Application to get tweets of Twitter on specific topics. Specially designed for Big Data collection.
Requirements: Docker Engine installed (https://docs.docker.com/engine/installation).
Below there is an example of running the application with Docker (Examples section)
NOTE: it is recommended to run the application without installing. Look above.
- Python 3.6.1+
- python3.6-dev
- python3-setuptools
- python3-pip
- MongoDB database (local or remote)
clone or download and unzip this project
$ cd tweetstake
$ sudo python3.6 setup.py install
$ tweetstake -h # -h show help
You must go to https://apps.twitter.com/, create an app with your account and generate tokens. If you are going to collect tweets with several search criteria at the same time it is preferable that you create several accounts with their respective apps and tokens. Then, you must create a .csv file and write the tokens in the following format.

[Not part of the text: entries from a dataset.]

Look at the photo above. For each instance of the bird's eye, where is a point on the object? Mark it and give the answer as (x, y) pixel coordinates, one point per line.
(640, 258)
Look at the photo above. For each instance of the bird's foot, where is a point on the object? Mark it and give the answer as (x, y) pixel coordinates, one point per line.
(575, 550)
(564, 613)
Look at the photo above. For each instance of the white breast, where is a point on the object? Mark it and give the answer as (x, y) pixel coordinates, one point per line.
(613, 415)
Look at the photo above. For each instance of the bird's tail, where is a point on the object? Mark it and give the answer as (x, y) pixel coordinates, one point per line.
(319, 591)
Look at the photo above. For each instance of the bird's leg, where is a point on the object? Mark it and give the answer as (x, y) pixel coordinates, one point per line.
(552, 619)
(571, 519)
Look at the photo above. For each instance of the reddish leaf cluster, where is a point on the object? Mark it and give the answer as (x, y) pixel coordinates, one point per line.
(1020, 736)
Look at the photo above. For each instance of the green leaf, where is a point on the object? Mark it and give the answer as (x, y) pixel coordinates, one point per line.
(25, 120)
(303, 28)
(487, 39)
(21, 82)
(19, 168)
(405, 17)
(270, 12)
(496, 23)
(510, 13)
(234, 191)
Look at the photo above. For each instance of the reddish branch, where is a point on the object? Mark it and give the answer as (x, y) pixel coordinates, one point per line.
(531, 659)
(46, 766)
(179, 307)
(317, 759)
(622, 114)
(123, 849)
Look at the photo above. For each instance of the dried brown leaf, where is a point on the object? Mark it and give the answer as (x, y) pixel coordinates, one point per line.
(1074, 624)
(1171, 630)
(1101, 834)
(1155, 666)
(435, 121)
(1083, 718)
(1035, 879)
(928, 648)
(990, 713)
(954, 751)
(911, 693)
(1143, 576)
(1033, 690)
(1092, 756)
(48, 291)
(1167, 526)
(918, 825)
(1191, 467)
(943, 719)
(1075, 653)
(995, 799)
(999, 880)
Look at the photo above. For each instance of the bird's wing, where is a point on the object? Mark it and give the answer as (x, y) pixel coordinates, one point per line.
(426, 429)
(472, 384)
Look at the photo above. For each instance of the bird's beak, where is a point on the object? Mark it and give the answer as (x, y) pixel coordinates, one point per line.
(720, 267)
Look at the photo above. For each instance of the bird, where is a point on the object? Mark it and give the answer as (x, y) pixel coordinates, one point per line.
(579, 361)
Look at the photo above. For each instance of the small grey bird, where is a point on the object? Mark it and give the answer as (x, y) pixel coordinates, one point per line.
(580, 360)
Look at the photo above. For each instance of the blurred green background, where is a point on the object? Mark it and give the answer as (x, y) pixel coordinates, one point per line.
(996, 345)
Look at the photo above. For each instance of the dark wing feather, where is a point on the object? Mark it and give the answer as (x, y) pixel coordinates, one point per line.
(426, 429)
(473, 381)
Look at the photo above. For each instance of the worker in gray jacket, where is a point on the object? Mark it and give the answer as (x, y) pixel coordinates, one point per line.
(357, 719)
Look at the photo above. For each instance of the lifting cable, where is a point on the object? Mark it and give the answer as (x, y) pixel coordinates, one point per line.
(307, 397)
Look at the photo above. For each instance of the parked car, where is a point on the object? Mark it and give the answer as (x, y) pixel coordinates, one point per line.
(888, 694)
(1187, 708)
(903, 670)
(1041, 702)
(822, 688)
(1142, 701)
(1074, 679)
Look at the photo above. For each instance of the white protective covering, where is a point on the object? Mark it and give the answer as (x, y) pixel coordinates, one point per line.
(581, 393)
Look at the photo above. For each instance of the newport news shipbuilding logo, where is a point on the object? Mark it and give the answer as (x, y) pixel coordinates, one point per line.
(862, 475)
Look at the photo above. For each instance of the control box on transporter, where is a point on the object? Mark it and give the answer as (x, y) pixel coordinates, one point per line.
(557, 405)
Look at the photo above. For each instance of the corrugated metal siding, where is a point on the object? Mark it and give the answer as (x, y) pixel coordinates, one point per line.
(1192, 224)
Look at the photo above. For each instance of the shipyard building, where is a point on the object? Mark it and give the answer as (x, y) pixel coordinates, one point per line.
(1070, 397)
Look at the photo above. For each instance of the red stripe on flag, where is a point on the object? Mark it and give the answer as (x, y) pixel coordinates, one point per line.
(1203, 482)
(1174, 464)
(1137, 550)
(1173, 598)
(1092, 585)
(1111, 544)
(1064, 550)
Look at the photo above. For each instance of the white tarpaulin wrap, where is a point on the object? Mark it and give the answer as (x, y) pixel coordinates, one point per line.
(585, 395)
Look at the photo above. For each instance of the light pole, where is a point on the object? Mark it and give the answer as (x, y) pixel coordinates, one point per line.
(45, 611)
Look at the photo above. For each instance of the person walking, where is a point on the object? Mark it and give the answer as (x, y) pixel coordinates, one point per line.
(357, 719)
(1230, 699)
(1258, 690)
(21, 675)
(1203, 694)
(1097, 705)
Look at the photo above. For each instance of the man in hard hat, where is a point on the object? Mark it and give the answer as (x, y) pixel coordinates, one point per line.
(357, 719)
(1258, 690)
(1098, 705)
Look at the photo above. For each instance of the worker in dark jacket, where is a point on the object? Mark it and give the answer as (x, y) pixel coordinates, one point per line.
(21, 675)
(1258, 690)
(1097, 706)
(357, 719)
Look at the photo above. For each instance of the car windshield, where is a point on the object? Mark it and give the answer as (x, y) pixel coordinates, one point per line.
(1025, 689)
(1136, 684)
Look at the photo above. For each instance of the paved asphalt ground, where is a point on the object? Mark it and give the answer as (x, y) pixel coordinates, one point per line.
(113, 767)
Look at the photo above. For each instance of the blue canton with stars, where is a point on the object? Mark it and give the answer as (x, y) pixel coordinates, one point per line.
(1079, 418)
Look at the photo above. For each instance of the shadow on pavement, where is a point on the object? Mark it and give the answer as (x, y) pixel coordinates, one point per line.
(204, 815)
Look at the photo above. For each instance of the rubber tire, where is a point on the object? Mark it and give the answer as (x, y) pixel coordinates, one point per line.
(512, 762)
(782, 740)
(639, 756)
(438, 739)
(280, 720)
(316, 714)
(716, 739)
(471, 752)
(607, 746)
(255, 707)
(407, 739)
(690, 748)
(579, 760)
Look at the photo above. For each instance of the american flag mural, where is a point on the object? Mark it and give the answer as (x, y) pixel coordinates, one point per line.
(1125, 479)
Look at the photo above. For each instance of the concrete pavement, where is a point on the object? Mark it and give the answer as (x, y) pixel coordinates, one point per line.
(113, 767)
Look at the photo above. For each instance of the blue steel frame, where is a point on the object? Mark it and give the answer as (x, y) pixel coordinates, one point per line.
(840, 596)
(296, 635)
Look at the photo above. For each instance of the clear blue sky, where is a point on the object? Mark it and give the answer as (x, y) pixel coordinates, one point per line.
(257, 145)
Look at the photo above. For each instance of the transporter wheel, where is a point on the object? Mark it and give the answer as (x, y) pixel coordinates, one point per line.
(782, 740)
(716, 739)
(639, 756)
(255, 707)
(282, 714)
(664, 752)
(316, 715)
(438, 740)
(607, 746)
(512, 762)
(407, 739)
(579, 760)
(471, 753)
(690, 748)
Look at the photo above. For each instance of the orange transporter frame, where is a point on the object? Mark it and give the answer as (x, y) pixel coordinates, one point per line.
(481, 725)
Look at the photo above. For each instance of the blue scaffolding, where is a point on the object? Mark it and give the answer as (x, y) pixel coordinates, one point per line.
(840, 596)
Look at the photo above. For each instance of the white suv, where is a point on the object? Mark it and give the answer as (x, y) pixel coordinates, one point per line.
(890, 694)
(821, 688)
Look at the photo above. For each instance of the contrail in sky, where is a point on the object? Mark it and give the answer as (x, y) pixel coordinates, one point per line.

The first line must be the same. The rest of the lines represent an account with their respective tokens. Each token must be separated by a comma.
example_file.csv
consumer_key,consumer_secret,token_key,token_secret
uGvo8uIN2wg5nKvWfmBuSjmTv,bx4yTUiav6dJvqkWo8VvxSORyrRHApUMPldrZrHcAmTg6AXl6X,150147078634094680-WItRgONsdhhZc6C7q8n9NWDvYG94aVB,qQ7qj6dbfhbqc69EPSVFzMvPpjy1Rl91RdiJ6WzzKUIas
You must have a mongodb database available. By default the name of the database and the host are 'tweetscollector' and 'localhost:27017'. These values can be changed.
Collect tweets with '#hello' for 6 hours:
tweetstake -accounts_file ~/file2.csv -filter '#hello' -hours 6
Collect tweets with '#hello' for 15 minutes, specifying parameters of the mongodb database:
tweetstake -accounts_file ~/file2.csv -filter '#hello' -minutes 15 -db_name 'mydbname' -db_host 'db1.example.net:27017'
Collect tweets with '#hello' or '#bye' for 6 hours and 30 minutes:
tweetstake -accounts_file ~/file2.csv -filter '#hello' '#bye' -hours 6 -minutes 30
Execution with Docker:
docker run --net=host -v /path/csv/folder:/home canicio/tweetstake tweetstake -accounts_file /home/file.csv -filter '#hello' -minutes 15
MIT (Massachusetts Institute of Technology)